Los dos se sentaron en el banco, delante de la tienda de comestibles.
—Tenemos que vaciar el pozo para sacar el agua podrida, cubo a cubo. Nos llevará mucho tiempo —dijo Ángel.
—Creo que no es una buena idea —respondió Josep. Los otros dos lo miraron—. Podría volver a pasar lo mismo. El pozo es nuestra única fuente de agua. No podemos depender del río para tener agua potable cuando haya sequía o alguna crecida. Creo que deberíamos tapar el pozo para proteger el agua, e instalar una bomba.
—Demasiado dinero —dijo Ángel de inmediato.

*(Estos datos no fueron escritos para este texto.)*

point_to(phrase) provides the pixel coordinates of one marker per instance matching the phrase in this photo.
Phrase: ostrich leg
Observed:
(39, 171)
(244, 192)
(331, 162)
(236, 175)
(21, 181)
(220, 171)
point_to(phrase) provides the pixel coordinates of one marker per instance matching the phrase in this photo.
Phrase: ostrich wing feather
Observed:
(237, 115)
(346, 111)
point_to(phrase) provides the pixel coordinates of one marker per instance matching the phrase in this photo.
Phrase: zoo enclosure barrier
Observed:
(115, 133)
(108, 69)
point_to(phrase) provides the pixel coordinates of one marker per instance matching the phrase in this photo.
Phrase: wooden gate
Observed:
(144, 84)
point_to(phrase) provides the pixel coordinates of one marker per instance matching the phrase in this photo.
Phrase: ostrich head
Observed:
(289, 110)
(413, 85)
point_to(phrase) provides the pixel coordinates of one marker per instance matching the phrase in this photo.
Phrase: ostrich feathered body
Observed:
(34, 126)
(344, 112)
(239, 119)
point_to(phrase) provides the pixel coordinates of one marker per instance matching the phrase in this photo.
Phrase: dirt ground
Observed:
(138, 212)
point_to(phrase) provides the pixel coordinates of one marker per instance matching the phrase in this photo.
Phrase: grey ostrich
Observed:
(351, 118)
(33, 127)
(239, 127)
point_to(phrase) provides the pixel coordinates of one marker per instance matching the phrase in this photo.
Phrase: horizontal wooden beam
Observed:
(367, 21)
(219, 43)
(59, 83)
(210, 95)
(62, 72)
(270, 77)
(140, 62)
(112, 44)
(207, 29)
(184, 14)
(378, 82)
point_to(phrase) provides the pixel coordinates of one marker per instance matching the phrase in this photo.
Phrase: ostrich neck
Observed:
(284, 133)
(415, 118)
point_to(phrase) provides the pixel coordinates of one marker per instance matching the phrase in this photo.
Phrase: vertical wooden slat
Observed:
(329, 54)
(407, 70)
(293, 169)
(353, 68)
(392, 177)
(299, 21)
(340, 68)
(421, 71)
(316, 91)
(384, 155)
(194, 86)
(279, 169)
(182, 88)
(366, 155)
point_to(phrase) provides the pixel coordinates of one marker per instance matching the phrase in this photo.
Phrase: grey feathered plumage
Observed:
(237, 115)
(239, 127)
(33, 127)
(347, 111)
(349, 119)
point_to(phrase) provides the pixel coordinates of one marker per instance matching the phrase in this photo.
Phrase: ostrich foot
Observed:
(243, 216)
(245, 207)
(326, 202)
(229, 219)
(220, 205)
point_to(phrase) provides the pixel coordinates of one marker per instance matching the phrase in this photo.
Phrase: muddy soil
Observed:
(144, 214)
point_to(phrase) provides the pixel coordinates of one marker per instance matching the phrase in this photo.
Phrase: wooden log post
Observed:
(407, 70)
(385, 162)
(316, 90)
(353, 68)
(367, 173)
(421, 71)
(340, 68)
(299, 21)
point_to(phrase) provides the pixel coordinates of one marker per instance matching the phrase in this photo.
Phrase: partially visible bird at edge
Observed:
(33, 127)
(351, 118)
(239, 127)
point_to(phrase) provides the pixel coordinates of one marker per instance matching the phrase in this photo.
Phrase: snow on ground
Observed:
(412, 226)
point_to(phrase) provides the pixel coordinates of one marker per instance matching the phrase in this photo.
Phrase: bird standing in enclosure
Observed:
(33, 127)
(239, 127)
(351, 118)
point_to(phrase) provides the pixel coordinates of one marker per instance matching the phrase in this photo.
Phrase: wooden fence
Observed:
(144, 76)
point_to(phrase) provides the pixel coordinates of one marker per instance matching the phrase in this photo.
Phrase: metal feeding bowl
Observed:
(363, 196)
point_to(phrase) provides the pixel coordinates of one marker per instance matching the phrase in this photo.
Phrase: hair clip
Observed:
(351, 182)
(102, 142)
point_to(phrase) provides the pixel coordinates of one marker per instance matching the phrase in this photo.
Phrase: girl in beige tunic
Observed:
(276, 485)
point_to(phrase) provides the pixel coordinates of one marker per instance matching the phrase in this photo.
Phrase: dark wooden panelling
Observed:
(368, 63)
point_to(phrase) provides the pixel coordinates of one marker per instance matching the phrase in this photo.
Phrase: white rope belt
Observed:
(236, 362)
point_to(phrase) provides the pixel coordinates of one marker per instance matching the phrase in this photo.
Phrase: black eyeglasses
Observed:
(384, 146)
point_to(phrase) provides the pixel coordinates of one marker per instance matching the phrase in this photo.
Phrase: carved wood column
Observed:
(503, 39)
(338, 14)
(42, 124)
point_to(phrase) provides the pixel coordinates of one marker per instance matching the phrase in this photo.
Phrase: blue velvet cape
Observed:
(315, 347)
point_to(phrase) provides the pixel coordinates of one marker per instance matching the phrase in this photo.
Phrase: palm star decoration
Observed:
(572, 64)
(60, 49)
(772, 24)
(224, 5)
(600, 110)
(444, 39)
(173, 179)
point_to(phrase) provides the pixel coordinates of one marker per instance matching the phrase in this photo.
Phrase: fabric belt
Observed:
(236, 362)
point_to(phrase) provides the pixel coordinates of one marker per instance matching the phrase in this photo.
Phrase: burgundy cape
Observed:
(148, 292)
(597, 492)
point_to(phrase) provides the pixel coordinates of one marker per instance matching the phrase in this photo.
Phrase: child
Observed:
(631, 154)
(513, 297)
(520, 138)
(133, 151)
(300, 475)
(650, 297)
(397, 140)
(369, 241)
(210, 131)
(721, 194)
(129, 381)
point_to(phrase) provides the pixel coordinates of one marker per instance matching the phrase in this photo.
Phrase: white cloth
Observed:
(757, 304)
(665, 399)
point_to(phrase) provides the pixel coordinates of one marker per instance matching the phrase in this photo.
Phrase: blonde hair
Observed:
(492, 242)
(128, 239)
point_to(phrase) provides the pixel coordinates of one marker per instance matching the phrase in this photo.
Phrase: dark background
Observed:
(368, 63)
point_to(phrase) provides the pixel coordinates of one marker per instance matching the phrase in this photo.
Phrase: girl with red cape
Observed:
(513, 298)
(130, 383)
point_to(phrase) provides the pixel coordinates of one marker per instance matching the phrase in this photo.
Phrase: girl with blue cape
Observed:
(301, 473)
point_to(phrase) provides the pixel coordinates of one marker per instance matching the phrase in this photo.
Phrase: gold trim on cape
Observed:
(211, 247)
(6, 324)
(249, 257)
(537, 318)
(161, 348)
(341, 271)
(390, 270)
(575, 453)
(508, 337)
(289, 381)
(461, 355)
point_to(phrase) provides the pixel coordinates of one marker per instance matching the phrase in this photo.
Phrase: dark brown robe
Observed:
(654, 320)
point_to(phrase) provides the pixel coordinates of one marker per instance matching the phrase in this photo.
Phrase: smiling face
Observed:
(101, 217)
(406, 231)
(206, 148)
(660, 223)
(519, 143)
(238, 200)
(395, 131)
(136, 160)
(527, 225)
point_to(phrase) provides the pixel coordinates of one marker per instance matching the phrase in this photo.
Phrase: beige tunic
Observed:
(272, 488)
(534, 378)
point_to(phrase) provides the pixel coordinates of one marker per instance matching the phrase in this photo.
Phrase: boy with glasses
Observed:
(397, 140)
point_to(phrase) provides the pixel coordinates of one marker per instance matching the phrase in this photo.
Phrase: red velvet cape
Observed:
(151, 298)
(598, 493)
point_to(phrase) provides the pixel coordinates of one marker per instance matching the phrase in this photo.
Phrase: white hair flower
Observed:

—¿Cuánto dinero tiene el pueblo? —preguntó Josep.
—...Un poco. Sólo para urgencias.
—Esto es una urgencia —insistió Josep.
Se quedaron los tres sentados en silencio.
Eduardo se aclaró la garganta.
—¿Cuánto tiene el pueblo exactamente, alcalde?
Ángel se lo dijo.
No era gran cosa, pero...
—Es probable que sobre. En ese caso, creo que deberíamos comprar una bomba —insistió Josep.
—Yo también —apoyó Eduardo.
Hablaba en voz baja, pero firme.
Ángel les lanzó una dura mirada a cada uno. Luchó contra el motín apenas un instante, pero luego se rindió.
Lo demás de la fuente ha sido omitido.